To keep electricity cheap, Ka Leody bats for more renewables
MANILA, Philippines — A presidential candidate is batting for renewable energy to take on a more active role in shaping the country’s energy requirements in a bid to bring down sky-high power costs.
In a statement on Thursday, presidential aspirant Ka Leody de Guzman said renewable energy is the answer for increasingly expensive electricity around the country.
“The public and businesses always bemoan the rising costs of electricity. It is expensive simply because raw materials needed to produce it needs to be imported. That’s why it’s vulnerable to the price swings in the global market and the peso’s exchange rate against the dollar,” he said.
“Renewable energy comes from sunlight and the wind, which are all free. Many billionaires enrich themselves through dirty power sources that’s why they restrict the entry of cheap and clean technology into the energy sector,” de Guzman added.
The proposal comes at a time the world is embracing that carbon emissions need to be curbed or else risk hastening the progress of the climate crisis. Now, shifting to renewable energy sources will be a tall and expensive task for emerging economies, like the Philippines.
The Philippines, which recently banned the construction of new coal-powered generators, will need a decade or so before it could wean from its coal habit, as Fitch Solutions sees it. A government goal of powering the entire country by 2022 and the inevitable decline of the Malampaya gas field make it "impossible" for the Philippines to immediately kick its coal dependence, the Fitch unit said.
The national government is eyeing renewable energy to account for 35% of the energy mix by 2030, and supply half of the nation's energy needs by 2040.
As it stood, De Guzman’s blueprint for this transition begins with government support for solar panels. By 2030, the government forecasts solar to account for only 15.0% of the total power generation.

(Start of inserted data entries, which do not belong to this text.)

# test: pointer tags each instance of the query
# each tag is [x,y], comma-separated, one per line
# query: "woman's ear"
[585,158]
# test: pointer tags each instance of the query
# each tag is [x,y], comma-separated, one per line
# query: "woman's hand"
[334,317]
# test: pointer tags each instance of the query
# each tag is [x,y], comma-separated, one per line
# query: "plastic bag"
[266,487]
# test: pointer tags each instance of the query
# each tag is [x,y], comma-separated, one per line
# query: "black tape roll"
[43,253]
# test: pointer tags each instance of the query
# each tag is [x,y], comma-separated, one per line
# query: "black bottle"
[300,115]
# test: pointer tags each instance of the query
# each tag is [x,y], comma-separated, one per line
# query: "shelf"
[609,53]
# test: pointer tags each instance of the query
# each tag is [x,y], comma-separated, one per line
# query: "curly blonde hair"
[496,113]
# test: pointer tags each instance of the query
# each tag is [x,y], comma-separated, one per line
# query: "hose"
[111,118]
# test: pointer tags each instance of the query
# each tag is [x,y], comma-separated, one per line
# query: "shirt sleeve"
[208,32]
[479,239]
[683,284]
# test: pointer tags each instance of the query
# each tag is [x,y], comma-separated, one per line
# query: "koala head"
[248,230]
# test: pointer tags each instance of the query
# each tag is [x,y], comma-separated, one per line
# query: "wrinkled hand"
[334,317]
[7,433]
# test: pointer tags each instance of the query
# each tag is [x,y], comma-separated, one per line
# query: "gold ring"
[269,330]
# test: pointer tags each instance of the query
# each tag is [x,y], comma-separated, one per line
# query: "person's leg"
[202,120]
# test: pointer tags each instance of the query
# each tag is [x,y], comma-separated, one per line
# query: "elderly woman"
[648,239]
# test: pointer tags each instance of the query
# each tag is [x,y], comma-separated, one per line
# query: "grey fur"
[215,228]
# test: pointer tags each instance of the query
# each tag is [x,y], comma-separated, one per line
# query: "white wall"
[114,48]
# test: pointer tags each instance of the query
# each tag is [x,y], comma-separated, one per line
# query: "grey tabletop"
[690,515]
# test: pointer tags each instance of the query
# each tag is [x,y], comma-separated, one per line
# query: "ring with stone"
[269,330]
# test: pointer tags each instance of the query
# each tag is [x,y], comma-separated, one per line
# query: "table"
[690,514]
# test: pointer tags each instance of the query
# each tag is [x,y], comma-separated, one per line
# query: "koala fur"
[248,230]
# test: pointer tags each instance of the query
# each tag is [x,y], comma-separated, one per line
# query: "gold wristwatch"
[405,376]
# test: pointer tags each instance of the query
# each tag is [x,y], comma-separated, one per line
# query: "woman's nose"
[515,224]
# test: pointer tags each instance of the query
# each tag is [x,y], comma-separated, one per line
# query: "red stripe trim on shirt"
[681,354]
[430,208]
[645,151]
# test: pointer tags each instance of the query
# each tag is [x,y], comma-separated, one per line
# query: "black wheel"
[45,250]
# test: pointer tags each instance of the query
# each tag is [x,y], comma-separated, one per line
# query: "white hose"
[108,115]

“The government should advocate renewable energy. It could require new buildings to have solar panels installed on top, which it could mandate in the Building Code. It could also compel Pag-IBIG, Social Security System and the Government Service Insurance System to lend households with low-interest loans for install solar panels in their homes. It should repair net metering so any excess electricity that these solar panels produce could be sold back to the national grid. Communities could also build microgrids,” he said.